Another clear and still more famous instance of this usage is found in John 3:16 and 17 where it is said twice that God sent his only Son into the world. The church fathers understood that if the Father sent his Son into the world, his only Son, the reference was and had to be to God the Son, the second person of the Triune God. In fact, five times in the writing of John – four in the Gospel and once in his first letter – Jesus is referred to as God’s only or unique Son. This designation sets him apart from all other “sons.” [Giles, 81] He is unique precisely because he is the only one who is a son in himself, by his very nature, or who is begotten in a way consistent with his being God himself, which the New Testament declares him to be in so many different ways. That is why we say “begotten, not made” and “being of one substance with the Father.” Of no human being could that be said!
Second, Bob Letham points out that in all the five passages where monogenēs, only or unique, appears the verb gennaō, which means to beget or to give birth is close at hand. That is, “begotten” and “unique” are related to one another in their NT usage. In John 1, for example, we read not only of the only Son of the Father but read that those who received Jesus, who believed in his name were born or begotten of God! In other words, the ideas of sonship and of being begotten are closely related to one another in the Bible. To say that we are the sons of God is to say in other words that we are begotten of God. This too is the reason why the church early on confessed that the Son of God was eternally begotten of the Father. He was the Father’s son, but he was eternal. Put those two things together and you have eternally begotten or the eternal generation of the son. What distinguishes God’s one and only Son from the rest of us who are children of God is that God the Son was begotten but not made! We believers are also begotten of God, his sons, but Jesus is the one and only Son of God. [Letham, 385] We are God’s children by a new birth or new begetting; Jesus is God’s son by an eternal begetting. In any case, I hope you can see that the terms generation and begotten are intended to refer to the same relation indicated by the terms Father and Son when used of the divine persons.

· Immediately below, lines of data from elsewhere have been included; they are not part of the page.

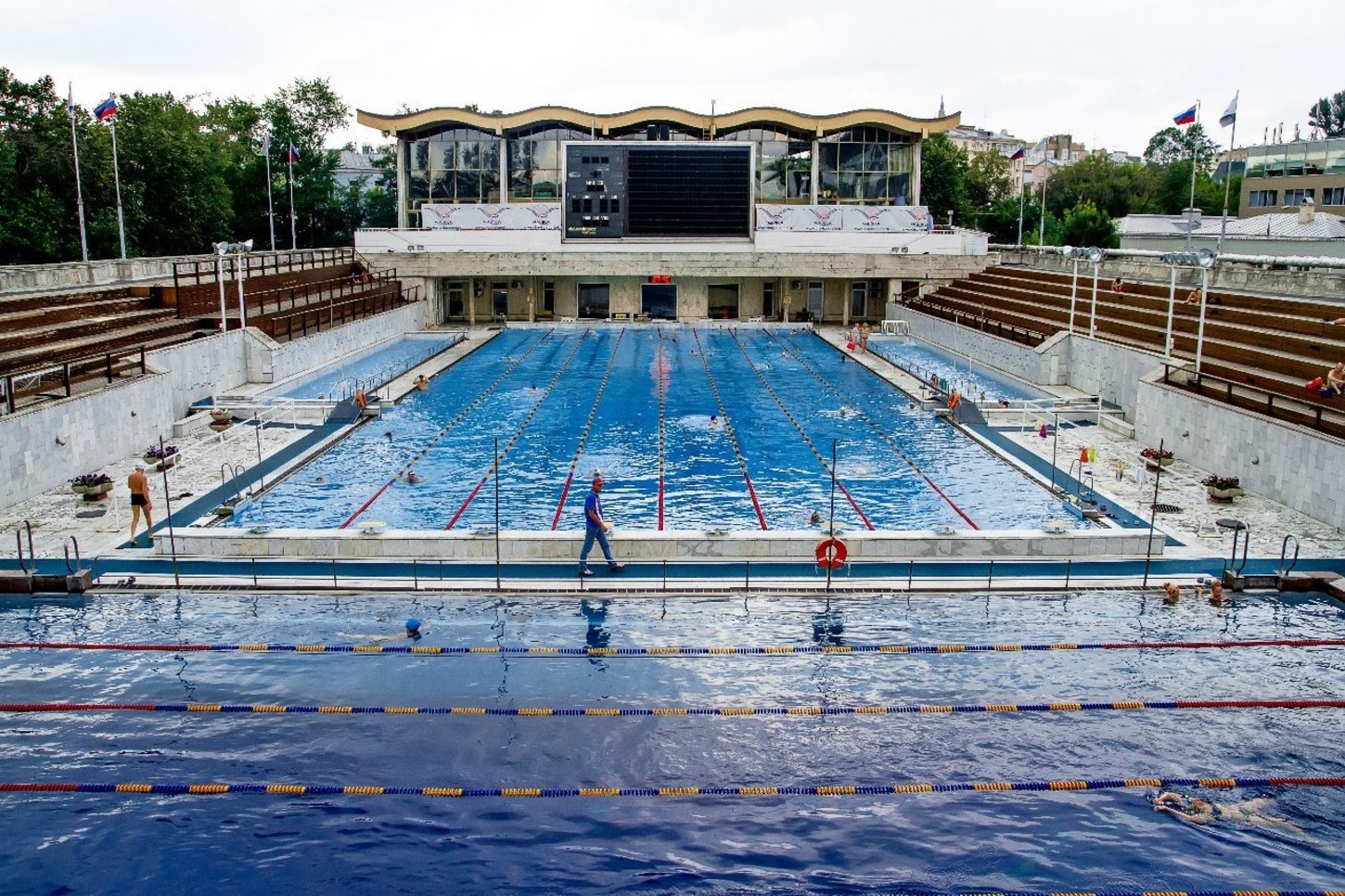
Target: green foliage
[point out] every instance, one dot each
(191, 173)
(943, 176)
(1087, 224)
(1327, 115)
(1173, 144)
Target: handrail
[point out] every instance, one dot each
(78, 565)
(1284, 549)
(18, 541)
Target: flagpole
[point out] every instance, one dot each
(116, 179)
(1228, 178)
(74, 140)
(289, 160)
(1195, 154)
(271, 208)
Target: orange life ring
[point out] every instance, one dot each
(831, 552)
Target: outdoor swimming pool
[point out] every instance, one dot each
(920, 358)
(371, 367)
(638, 405)
(894, 842)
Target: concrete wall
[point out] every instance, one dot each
(269, 361)
(1284, 463)
(117, 421)
(122, 420)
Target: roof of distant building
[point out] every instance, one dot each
(1281, 224)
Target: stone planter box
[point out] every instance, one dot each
(166, 463)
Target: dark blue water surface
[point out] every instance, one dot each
(245, 844)
(589, 400)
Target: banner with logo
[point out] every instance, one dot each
(526, 215)
(842, 218)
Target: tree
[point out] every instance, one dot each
(989, 178)
(943, 176)
(1085, 224)
(1173, 144)
(1327, 115)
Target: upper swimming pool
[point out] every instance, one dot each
(975, 381)
(370, 367)
(647, 408)
(1108, 839)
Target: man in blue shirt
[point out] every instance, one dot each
(596, 528)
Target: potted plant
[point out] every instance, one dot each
(1156, 457)
(161, 457)
(92, 486)
(1222, 487)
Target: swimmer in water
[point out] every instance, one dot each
(1201, 812)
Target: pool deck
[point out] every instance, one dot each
(698, 560)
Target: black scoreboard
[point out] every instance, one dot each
(658, 190)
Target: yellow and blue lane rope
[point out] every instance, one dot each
(767, 650)
(696, 790)
(625, 712)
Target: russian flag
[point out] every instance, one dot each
(108, 108)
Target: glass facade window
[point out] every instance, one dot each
(534, 161)
(864, 166)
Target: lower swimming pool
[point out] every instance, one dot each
(693, 428)
(931, 841)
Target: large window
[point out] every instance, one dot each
(1262, 198)
(864, 166)
(460, 164)
(534, 161)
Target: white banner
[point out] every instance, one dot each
(525, 215)
(842, 218)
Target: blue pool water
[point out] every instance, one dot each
(534, 390)
(973, 379)
(376, 366)
(1078, 841)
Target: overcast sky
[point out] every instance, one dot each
(1108, 73)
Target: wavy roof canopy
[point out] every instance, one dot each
(756, 116)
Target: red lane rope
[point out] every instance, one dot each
(588, 426)
(444, 430)
(495, 463)
(877, 429)
(801, 433)
(665, 373)
(728, 426)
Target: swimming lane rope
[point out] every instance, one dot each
(588, 426)
(663, 373)
(495, 463)
(450, 426)
(627, 712)
(697, 790)
(728, 427)
(807, 442)
(770, 650)
(878, 429)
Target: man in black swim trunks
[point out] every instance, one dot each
(139, 484)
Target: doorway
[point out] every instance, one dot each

Alright, your heads are spinning. Mine too. They are supposed to spin, because in thinking about the persons of the triune God we are peering into the impenetrable mystery of the divine life. Remember, Augustine reminds us that even to use the word “person,” for the three in the Godhead is only our effort, after collecting all the biblical data, to say something rather than to say nothing at all. Obviously, in the case of God, “person” does not refer to an individual in isolation or separation from other persons. Each person is not one-third of God or he would not be God. They share the divine life and so the life of one another in a completely mysterious way. But, as Augustine put it, if we are not to be reduced to silence a word must be chosen and “person” seemed and has seemed through the ages to be the best choice. [Giles, 78] How else are we to say that the three are of identical essence and co-equal eternally; that the three mutually indwell one another, yet are irreducibly distinct? [Letham, 491] We don’t think about all of this as often as we should and the result is that we are too often altogether too little impressed by God and think of him in altogether too familiar a way. Too much of the time in our thinking he is not the God who is far beyond us and past our finding out.
But this God, three in one, Father, Son, and Holy Spirit, is the foundation of everything. Who we are; what we are like as thinking, speaking, loving human beings, human beings who are always and profoundly in relationship with others; all manner of relationships, every one of our relationships to be a relationship of love. I say who and what we are is a reflection of God himself who lives in eternal relationship – thought, speech, and love – within himself. That human life is organized in families, fathers and sons, is because God is both Father and Son. Have you thought about the deep mystery of your life, the extraordinary powers of thought and speech you have, powers that are precisely designed to enable your relationships with others, the profound needs you have for love and connection, all of this is because you are made in the image of God who is Father, Son, and Holy Spirit.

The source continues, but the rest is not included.